A stiffer binding makes things sketchy at high speed? Is this because you cannot "feel" the board the same way?


----------



## chatyak (Dec 24, 2012)

Snowolf said:


> Its not that really. Its like driving a car very sensitive power steering at very high 100 MPH plus speeds. The stiff binding transfers more of your movements directly to the board which makes it very responsive. When you are going fast on a board, all of your body movements have a lot more affect on board performance. So, if you have a fairly soft board; especially torsionally, a stiff binding will make the control very very touchy. It becomes extremely easy to oversteer.

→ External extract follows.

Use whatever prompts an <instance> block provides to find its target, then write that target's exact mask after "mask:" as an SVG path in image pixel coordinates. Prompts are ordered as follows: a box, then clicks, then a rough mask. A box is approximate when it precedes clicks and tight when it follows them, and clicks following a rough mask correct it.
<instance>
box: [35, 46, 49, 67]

Good explanation. Thank you. Also sent you a PM some time ago - check your inbox :laugh:


----------



## Extremo (Nov 6, 2008)

chatyak said:


> Can you notice a real major difference between the highback of the SL and Atlas? One is about $30-$40 more.

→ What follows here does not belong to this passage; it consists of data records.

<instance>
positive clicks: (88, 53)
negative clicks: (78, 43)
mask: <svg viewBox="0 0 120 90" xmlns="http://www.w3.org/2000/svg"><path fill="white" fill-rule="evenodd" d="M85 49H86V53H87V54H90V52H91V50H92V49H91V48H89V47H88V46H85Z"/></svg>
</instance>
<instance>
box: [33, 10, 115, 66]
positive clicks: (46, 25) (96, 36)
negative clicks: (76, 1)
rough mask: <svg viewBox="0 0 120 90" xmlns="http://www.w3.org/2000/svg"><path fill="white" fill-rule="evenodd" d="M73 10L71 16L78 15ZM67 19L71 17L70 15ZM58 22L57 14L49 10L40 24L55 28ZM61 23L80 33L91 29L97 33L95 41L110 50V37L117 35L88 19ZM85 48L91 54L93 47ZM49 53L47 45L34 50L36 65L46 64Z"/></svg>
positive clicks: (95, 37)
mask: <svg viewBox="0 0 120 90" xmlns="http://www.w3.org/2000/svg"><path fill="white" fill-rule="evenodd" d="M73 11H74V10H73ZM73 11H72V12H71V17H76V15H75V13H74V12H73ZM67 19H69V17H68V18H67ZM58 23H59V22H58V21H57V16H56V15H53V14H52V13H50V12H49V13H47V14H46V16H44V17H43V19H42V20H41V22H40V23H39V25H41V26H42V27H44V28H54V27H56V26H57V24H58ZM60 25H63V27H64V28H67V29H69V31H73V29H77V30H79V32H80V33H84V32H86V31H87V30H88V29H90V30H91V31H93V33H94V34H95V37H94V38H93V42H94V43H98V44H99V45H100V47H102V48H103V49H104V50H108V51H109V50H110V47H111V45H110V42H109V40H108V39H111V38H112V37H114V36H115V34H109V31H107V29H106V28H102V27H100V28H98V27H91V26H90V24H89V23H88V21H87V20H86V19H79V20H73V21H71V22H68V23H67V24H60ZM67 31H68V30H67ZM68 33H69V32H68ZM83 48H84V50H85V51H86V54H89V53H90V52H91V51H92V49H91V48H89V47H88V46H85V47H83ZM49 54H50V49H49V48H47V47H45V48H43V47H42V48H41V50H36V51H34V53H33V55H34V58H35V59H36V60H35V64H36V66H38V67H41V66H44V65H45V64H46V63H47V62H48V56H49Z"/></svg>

Yeah the difference is noticeable. With the atlas the highback twists evenly both ways. On the SL the highback twists inward easier and is more rigid outwards and makes a good combo of comfort and response.


----------



## chatyak (Dec 24, 2012)

After much debate.... I ended up with this setup.... just thought I'd share:

http://www.snowboardingforum.com/boards/52674-neversummer-sl-you-tell-me-7.html#post563980


----------